Thilo Sarrazin, a former banker and finance minister, was due to publish his book with Deutsche Verlags-Anstalt (DVA), a subsidiary of Random House, next month, after striking a deal with the publisher in November 2016. However, after receiving the manuscript in February this year, the decision was reportedly made in May not to release the book after all.
The work had been billed as a critical close reading of the Kora, but, according to German newspaper Bild, sources at the publisher revealed there had been concerns it could "seize on and amplify anti-Islam sentiments".
In a statement released on Friday (6th July), a spokesperson for Random House said the book hadn't ever been publicly announced and it had "neither the intention of stopping it nor blocking its publication [with other publishers]". "The author is free to publish his book at any time with another house," the spokesperson said.

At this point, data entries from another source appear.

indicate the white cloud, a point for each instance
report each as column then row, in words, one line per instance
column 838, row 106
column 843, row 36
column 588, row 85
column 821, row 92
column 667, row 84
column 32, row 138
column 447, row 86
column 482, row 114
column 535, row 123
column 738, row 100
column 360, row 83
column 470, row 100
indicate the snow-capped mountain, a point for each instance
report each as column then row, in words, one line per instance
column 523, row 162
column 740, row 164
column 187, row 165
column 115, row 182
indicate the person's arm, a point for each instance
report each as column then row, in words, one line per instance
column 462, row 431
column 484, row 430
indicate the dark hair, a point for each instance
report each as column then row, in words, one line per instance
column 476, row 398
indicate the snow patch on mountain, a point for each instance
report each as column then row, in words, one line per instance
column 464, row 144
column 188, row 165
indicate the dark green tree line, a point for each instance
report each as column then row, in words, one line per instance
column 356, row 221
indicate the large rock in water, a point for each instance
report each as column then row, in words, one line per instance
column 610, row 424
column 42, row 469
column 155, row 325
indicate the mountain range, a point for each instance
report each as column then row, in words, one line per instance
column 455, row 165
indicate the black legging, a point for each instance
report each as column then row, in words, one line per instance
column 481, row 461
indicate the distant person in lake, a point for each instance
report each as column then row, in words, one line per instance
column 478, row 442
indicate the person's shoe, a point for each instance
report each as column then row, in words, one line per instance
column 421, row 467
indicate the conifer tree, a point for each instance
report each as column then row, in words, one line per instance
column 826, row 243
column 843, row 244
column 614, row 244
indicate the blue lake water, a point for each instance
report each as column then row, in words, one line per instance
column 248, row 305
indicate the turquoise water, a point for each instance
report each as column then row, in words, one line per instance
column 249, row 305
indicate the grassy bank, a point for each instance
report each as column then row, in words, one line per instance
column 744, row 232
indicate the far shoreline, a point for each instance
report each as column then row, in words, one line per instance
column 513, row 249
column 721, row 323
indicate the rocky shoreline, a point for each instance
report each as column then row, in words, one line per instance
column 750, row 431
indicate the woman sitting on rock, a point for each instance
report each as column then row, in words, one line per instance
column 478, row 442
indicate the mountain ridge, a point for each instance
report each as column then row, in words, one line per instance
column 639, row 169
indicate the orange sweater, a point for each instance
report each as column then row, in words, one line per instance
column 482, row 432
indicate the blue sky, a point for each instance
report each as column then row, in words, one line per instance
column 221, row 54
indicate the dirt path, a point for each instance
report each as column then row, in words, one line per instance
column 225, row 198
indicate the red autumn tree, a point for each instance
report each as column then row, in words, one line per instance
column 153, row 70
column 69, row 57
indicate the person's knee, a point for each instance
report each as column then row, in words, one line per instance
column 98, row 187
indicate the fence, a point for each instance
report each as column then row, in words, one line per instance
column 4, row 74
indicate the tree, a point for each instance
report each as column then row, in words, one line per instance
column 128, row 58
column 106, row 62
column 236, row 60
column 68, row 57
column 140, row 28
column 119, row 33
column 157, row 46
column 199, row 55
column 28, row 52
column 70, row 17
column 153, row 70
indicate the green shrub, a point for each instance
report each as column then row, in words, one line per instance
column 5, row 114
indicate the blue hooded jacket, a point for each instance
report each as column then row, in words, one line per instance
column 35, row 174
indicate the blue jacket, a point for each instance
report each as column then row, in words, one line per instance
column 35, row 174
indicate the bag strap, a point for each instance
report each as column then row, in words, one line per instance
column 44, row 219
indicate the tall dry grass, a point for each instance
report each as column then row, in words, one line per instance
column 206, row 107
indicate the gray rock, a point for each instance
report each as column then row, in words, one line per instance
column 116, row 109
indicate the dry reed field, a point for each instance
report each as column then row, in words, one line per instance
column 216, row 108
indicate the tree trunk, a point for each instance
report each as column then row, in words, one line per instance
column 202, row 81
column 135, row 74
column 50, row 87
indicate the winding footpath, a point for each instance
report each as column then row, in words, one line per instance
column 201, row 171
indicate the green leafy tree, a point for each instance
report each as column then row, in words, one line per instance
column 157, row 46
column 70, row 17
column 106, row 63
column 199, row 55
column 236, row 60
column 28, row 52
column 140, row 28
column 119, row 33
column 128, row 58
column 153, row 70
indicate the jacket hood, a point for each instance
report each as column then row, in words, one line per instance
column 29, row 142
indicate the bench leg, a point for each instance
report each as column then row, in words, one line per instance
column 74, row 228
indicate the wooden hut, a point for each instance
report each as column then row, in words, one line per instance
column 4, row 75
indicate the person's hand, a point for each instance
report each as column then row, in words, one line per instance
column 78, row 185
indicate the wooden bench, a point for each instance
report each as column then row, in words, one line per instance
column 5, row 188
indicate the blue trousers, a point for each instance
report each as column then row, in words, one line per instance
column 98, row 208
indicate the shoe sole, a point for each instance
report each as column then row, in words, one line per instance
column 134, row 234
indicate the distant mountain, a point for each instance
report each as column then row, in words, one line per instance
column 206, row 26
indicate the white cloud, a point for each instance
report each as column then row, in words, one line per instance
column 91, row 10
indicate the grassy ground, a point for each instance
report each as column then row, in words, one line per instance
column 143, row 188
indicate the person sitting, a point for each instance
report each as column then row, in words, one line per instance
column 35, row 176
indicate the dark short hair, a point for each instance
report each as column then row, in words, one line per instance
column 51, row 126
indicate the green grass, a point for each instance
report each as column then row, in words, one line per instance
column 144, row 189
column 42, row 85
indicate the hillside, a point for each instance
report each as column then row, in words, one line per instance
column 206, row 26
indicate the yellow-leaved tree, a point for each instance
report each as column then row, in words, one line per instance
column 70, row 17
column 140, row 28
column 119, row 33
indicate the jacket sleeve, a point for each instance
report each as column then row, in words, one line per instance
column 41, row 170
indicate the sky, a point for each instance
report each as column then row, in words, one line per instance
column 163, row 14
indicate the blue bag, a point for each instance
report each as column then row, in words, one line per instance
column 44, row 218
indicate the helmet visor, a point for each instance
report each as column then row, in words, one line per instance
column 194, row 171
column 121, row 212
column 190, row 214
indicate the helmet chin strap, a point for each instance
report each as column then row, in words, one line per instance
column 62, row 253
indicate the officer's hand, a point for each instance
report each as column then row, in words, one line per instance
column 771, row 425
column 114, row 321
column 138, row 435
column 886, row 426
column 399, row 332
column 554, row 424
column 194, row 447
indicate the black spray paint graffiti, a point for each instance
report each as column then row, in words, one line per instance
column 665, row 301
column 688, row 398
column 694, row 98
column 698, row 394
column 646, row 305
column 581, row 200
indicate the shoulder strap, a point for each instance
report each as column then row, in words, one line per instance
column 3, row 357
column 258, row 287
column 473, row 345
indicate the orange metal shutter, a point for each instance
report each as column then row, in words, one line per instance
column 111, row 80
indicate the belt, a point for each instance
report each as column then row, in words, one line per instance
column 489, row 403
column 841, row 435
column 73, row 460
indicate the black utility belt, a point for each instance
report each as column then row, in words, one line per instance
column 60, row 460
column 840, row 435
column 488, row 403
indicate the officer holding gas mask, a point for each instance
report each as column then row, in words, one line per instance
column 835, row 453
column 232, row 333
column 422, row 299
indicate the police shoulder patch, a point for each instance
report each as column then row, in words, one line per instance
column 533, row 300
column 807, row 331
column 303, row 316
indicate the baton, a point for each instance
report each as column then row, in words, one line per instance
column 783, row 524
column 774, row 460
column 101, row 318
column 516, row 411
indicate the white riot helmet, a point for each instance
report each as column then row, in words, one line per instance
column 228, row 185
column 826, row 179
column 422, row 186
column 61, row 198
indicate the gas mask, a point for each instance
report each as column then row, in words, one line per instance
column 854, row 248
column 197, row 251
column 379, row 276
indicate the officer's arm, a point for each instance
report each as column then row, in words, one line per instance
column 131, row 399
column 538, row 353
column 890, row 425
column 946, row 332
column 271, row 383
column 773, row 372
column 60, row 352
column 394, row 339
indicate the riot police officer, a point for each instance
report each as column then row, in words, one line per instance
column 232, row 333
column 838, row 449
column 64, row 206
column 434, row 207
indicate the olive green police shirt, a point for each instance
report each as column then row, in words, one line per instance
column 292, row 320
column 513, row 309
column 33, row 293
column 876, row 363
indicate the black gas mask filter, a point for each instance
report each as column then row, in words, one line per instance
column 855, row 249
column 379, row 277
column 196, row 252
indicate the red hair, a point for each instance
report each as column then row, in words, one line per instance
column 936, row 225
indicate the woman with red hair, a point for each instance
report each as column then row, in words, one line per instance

Random House had published Sarrazin's past four titles, including the 2010 German bestseller Deutschland schafft sich ab (Germany Is Abolishing Itself), which controversially argued migrants were making the country "more stupid". Despite high sales, Sarrazin had to resign from his post at the Federal bank over the strength of public reaction.
Hostile Takeover will now be published in late August with FinanzBuch Verlag, a publisher based in Munich that usually specialises in business titles. The publisher said in a statement: "In his new book, eight years after his bestseller Germany Is Abolishing Itself, Thilo Sarrazin deals fundamentally with questions of Islam and the consequences of the immigration of Muslims to Germany and Europe."